こんなのがレーヴァに乗ってるから結局昨日だってプレートへの進入を許したんじゃないのかよ? 下らないこと言う暇があったら敵を倒せばいいんだ。こいつらに出来ない事をボクはやって、こいつらは結局何も出来なかった……それが現実だ。ボクは責められるような事は何一つしていない。
「エアリオ、あんたもあんたよ! なんでこいつの事止めなかったのよ!?」
「わたしは彼の干渉者……イリアだってカイトの指示には従うはず。わたしも同じように従っただけ」
「こいつとカイトを一緒にしないで! カイトはあんな……っ! あんな自分の事しか考えないガキみたいな戦い方はしないわ!」
「論点がずれている。カイトとリイドの戦闘方式が異なるのは当然。論点はわたしが何故彼を止めないか、という部分」
「〜〜〜〜っ! もういいわ! あんたたちなんかにレーヴァは任せられないっ!! これからもカイトとあたしでやるんだからっ!!」
喚くだけ喚くとイリアはさっさとカフェテリアから去って行ってしまった。全くはた迷惑なやつだ。口の中を切っただけでボクにはなんのメリットもなかった。本当に無駄な時間を過ごしてしまった。盛大に溜息をついたカイトは恐らくイリアを追いかけるのだろう。ボクらに背を向け、そして言った。
「さっきのお前のセリフ、確かに事実だよ。オレたちは全力でやればあいつも倒せた。でもそうしなかったのも、そうできなかったのも、オレの甘さだ」
「……そう思うなら彼女何とかしてくださいよ。会うたびこの様子じゃ先が思いやられますよ、“先輩”」
殴られた頬が熱い。ひりひりするそこに冷たいドリンクが入った紙コップを当ててくれたのはエアリオだった。なんだか……ちょっと意外で戸惑ってしまう。
「そうだな、それはオレもそう思うよ……イリアはああいってるが、オレはお前達と仲良くやってきたいと思ってる。だからリイドも少しイリアの気を汲んでやってくれ」
「汲むって言われても……あの人滅茶苦茶ですよ? 褒められはしても殴りかかられるようなこと、ボクはしていないと思いますけど」
「そうだな……。まあ事実お前はよくやったよ! それじゃ、これからもその調子で頼むぜ、ヒーロー」
ボクの肩を何度か軽く叩くとカイトもまた駆け足で中庭を後にした。なんというか……やっぱり苦手なタイプだ。普通あの状況でボクの肩を持つようなセリフを言うだろうか? てっきり一緒に殴りかかってくるものだと思ったんだけど。何となく腑に落ちない。でもまあ、別に悪い気分がするわけでもないのでよしとすることにした。
「……大丈夫?」
考え事に耽っていると、いつの間にかエアリオの顔がすぐ近くにあって思わずびくりと背筋を震わせてしまった。吸い込まれそうなくらい綺麗な金色の瞳がボクの事を心配げに見つめている……。紙コップを退かし、エアリオは小さな手でぺたぺたとボクの頬に触れた。なんだか妙に冷たいような……暖かいような、不思議な体温だった。
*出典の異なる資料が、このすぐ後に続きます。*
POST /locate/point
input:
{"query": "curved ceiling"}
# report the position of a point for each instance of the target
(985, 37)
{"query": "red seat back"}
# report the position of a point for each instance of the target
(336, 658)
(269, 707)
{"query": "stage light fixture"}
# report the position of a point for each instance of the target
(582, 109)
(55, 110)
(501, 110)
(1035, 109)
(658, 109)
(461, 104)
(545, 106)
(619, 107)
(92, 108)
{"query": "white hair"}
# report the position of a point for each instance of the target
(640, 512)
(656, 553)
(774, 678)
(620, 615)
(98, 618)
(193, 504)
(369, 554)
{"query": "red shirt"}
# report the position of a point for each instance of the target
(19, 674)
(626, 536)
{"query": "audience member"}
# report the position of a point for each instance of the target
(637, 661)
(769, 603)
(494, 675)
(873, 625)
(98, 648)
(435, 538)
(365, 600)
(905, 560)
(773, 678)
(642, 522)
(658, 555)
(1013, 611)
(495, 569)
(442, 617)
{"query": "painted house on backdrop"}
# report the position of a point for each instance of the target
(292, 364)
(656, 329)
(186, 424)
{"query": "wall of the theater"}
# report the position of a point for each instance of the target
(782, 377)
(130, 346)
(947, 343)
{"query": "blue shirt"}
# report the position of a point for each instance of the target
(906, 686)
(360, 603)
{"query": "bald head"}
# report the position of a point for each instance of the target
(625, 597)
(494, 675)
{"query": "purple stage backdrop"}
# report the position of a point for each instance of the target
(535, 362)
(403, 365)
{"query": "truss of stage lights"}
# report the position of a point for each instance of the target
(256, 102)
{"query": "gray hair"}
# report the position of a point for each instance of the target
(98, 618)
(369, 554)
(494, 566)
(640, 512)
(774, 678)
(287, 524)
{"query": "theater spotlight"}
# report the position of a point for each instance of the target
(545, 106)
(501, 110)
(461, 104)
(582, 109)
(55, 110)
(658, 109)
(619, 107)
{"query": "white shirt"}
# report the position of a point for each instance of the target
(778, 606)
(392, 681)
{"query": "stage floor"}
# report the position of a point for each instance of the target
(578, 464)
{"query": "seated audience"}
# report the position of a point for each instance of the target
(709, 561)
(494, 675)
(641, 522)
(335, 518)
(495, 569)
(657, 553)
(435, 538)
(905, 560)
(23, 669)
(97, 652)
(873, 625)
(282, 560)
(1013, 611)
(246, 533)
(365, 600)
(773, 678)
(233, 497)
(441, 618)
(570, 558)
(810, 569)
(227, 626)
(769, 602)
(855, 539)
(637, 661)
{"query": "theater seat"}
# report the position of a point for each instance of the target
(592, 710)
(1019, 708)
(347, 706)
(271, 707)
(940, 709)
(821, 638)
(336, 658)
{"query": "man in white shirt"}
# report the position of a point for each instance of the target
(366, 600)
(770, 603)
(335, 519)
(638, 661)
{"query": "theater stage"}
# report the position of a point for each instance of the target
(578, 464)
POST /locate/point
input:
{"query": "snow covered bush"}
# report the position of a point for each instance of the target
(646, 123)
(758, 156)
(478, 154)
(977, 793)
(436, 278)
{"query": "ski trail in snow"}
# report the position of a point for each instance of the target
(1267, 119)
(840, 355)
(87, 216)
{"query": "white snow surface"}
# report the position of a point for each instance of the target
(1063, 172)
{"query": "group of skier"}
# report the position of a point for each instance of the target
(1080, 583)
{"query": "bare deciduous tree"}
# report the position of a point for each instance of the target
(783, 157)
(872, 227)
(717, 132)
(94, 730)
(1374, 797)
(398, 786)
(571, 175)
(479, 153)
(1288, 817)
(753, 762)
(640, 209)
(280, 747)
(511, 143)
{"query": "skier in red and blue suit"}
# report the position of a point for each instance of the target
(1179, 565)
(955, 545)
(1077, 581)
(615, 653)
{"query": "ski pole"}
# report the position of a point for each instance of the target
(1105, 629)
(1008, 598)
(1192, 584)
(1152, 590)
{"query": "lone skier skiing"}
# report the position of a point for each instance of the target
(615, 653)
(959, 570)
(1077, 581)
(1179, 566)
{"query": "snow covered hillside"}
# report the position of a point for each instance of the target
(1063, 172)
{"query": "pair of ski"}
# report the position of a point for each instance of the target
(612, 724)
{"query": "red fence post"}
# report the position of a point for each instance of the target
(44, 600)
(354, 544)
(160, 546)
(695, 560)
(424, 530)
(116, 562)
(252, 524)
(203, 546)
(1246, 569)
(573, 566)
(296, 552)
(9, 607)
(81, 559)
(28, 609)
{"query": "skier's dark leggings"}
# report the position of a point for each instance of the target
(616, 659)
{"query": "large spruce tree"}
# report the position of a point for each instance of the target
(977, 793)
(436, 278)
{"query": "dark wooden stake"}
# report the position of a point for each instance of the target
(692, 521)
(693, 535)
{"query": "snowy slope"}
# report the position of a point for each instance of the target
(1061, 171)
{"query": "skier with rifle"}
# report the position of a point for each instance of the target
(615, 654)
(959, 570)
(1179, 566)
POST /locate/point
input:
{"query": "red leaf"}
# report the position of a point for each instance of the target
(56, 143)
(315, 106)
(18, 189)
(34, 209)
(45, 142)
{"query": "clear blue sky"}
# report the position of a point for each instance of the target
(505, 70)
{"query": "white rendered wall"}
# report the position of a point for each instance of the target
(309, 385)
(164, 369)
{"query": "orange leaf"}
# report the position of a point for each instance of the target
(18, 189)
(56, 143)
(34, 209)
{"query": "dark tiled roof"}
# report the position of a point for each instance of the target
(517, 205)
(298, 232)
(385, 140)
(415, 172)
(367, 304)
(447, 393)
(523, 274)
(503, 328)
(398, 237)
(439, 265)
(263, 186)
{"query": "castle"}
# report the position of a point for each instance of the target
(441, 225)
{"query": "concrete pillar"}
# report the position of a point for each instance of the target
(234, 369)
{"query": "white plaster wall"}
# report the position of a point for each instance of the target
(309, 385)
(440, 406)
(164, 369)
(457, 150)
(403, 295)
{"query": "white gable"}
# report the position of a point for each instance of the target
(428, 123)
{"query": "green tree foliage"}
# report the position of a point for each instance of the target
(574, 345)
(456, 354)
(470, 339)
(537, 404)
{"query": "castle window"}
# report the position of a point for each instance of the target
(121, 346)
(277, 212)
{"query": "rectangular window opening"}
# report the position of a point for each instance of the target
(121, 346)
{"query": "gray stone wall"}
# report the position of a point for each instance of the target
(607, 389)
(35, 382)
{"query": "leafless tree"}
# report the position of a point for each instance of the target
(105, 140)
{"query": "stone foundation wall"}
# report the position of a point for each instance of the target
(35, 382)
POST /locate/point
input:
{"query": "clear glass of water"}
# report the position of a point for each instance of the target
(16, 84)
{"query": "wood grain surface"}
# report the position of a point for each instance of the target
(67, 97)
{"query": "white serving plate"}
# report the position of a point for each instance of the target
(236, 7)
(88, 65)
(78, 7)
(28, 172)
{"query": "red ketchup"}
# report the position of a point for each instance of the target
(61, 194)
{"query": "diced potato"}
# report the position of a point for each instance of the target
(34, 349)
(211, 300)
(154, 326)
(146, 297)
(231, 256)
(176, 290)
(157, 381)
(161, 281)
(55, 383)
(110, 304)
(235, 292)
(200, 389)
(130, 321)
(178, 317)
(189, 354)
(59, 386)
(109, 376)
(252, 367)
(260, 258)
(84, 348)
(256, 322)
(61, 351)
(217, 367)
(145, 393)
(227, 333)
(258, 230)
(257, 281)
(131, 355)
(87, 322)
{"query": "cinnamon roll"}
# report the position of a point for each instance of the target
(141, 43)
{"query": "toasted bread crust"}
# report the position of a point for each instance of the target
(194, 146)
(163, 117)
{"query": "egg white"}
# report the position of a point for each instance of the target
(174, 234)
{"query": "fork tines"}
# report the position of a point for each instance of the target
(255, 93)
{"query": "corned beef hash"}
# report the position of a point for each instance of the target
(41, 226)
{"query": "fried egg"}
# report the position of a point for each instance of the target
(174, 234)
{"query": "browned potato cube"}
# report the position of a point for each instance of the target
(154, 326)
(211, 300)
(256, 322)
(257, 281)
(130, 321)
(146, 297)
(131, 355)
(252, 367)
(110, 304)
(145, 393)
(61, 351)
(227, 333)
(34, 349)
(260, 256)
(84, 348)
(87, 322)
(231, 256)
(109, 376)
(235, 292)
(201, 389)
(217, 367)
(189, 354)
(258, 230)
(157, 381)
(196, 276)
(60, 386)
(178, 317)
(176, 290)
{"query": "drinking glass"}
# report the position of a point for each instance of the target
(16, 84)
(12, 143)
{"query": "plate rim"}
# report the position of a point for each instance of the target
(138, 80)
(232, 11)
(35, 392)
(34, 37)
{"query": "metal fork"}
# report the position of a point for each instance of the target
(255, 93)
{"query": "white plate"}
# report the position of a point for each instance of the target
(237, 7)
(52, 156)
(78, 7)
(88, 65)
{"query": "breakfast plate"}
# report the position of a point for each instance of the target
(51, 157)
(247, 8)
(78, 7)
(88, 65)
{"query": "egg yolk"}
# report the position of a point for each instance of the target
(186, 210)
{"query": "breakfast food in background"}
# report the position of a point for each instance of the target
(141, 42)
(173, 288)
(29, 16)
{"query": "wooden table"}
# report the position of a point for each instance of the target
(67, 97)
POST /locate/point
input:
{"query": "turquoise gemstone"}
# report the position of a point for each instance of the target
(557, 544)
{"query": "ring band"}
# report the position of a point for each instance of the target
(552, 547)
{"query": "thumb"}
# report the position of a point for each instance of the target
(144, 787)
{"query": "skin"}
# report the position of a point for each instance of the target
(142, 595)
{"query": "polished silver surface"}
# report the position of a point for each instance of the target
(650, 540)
「いやいや、大丈夫大丈夫……じゃ、ないか……。いてて、あいつ本当に女かよ……!? 張り手一発でこんな痛むか普通っ!?」
だんだんと意識していたら痛みが増してきて思わずボクは叫んだ。イリアのあの細腕のどこからこんな火力が……。それはともかく、頬が腫れた状態で教室に戻るのは情けないなあ。ドリンクでもう一度冷やそうとして手を伸ばすと、不意にエアリオと手が重なってしまう。しかしお互いにそれを放さす事は無かった。
エアリオ・ウイリオ……ボクのパートナー。昨日まで言葉を交わす事も無かった、ボクの相棒……。彼女はさっきイリアの言葉からボクを庇ってくれたように思う。別に自分が悪い事をしたとは思っていないけど……でも、エアリオのそんな態度が少しだけうれしかったのは多分事実なんだ。
「保健室……行く?」
「いや……いいよ。そこまで大げさな事でもないし」
「そう」
「…………あんた、変わってるよな……ホント」
エアリオはボクの言葉に何故かとても優しく微笑んだように見えた。元々無表情なだけに、単なる見間違いだったかもしれないわけだが……。そうして結局昼休み終了の予鈴が鳴り響き、ボクの食事はお預けになってしまうのであった――。